As the cartons move upwardly in the pockets 79, the can retaining tabs project from the ends of the pockets laterally of the conveyor, being disposed in parallel vertical planes. It is necessary before the loading of cans into the cartons to bend these tabs back on their score lines into the cartons in proximity to the inner surfaces of the carton walls W. To effect the preliminary step of this bending, the invention provides a pair of prebreaking tab plows 173 mounted on suitable brackets 174 on the machine frame at each side of the conveyor 53 and having inclined surfaces 175 adapted to engage the projecting tabs at each end of the carton and bend them approximately 90 across the open carton ends.

The can loading means of this invention comprises rotary turrets or star wheel assemblies best shown in Figs. 1, l1 and 13. The machine will include as many of these star wheel assemblies as there are cans to be placed in the cartons being loaded, so that in the present embodiment, wherein the machine is adapted to place four cans in line in a single sleeve carton, the machine includes four of the assemblies, which are preferably mounted-two in the front of the machine and two in the rear thereof.
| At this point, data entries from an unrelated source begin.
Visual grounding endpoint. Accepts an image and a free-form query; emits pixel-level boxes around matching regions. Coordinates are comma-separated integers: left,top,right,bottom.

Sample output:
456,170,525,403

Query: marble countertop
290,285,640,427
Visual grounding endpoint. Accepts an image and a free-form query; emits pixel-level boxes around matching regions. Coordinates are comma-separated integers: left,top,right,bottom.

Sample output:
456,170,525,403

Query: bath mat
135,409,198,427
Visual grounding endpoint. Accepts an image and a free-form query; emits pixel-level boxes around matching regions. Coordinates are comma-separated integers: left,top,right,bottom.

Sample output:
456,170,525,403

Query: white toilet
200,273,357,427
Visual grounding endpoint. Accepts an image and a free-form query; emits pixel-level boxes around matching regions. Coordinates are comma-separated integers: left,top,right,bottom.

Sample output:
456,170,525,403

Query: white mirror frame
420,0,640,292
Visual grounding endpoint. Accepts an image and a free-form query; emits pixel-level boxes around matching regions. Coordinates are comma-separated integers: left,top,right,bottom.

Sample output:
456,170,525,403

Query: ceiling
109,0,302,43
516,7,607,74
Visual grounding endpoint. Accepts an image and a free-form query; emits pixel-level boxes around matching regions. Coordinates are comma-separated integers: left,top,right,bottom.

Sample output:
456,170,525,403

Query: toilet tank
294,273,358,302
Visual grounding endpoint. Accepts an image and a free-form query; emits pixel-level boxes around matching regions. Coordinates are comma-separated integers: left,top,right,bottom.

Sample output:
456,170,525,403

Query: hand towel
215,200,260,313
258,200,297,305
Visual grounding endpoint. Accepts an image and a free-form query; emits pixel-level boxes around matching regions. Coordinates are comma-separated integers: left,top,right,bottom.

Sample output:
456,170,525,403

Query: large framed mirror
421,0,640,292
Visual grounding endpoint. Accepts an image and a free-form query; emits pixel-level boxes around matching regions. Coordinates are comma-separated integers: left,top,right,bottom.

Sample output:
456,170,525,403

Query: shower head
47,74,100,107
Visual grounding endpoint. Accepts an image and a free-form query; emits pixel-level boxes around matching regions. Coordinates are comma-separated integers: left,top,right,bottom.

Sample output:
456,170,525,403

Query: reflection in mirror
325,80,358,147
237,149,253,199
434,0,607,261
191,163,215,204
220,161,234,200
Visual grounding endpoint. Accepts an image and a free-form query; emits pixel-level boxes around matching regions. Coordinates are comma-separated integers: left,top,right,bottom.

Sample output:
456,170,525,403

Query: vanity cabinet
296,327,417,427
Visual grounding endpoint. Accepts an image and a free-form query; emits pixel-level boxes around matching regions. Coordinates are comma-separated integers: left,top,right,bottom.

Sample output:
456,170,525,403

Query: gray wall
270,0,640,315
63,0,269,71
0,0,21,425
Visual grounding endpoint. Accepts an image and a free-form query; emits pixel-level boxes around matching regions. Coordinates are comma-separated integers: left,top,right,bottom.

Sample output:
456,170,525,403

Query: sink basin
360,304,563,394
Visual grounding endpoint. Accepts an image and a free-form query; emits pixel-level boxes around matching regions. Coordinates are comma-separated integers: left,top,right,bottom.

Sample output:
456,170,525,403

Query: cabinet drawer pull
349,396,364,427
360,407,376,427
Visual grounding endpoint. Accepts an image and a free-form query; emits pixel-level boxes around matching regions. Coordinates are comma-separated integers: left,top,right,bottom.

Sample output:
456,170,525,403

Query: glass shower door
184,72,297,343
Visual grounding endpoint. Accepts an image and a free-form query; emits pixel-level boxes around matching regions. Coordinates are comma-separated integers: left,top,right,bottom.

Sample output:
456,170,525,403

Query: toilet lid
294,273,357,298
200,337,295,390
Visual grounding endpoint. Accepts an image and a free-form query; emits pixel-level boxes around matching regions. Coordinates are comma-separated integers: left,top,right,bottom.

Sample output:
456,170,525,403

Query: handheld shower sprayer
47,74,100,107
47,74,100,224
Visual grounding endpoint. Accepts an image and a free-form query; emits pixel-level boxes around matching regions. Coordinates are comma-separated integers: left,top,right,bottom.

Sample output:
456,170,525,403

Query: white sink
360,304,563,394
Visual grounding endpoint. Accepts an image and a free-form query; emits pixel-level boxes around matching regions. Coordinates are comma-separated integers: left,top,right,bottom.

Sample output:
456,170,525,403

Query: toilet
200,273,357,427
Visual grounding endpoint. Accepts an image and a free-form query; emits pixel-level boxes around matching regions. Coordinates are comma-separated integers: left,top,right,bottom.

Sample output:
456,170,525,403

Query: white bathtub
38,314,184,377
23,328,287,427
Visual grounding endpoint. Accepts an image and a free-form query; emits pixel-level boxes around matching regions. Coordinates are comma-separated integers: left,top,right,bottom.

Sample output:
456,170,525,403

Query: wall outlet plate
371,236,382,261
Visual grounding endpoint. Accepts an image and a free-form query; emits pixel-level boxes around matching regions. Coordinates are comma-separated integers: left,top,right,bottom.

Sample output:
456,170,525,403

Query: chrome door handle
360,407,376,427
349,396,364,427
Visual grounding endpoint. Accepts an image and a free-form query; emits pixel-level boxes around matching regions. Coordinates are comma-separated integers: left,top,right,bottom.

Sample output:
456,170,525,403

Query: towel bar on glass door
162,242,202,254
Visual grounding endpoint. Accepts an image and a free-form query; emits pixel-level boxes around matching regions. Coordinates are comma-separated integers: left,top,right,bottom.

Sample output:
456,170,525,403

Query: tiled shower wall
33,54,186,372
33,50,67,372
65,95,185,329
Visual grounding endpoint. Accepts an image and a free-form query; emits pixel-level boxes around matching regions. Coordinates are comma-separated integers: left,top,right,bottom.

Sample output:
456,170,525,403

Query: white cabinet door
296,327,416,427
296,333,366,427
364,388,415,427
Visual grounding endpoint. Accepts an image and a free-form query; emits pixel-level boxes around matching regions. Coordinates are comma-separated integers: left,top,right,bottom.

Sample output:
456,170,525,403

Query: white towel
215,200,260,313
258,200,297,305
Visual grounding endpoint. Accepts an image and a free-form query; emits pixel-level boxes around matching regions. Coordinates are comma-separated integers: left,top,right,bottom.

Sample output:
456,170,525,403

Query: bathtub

The front assemblies are shown at 176 and 177 to the right and left of the ascending legs of the loading conveyor 53 and arranged generally in the plane thereof and in close proximity thereto. They are mounted respectively on shafts 1'78 and 179, rotatably mounted in suitable bearings 181, carried by the machine frame. The rear star wheel assemblies are located at the rear of the machine in line with the descending leg of the conveyor 53, the right rear assembly 182 and the left rear assembly 183 (Fig. 14) being mounted respectively on shafts 184 and 185, arranged parallel to and somewhat above the level of the front shafts 173 and 179, respectively. These shafts are journaled in bearings 186, similar in construction to the front shaft bearings 181 and similarly mounted on the machine frame. The forward end of the right rear shaft 184 projects through its bearings 186 and is provided at its end with a spur gear 187 adapted to mesh with a similar spur gear 188 mounted on the right front shaft 178, whereby the shafts 178 and 104 rotate at the same speed in opposite directions. The left front shaft 179 and the left rear shaft 185 are similarly connected by a pair of spur gears 189 and 191, shown in Fig. 15, whereby the front and rear left assemblies 177 and 103 also rotate in opposite directions at the same speed. These assemblies are connected by means of a cross chain 192 trained around a sprocket 193 secured to the shaft 178 and a sprocket 194 secured to the shaft 185, which chain passes across the machine between the ascending and descending legs of the conveyor 53 so that the lefthand assemblies may be driven from the righthand assemblies at the same speed in a manner which will be readily understood. The right front shaft 178 projects through its rear bearing 181 and carries a sprocket 195 adapted to be driven by a drive chain 196 in a manner to be further described.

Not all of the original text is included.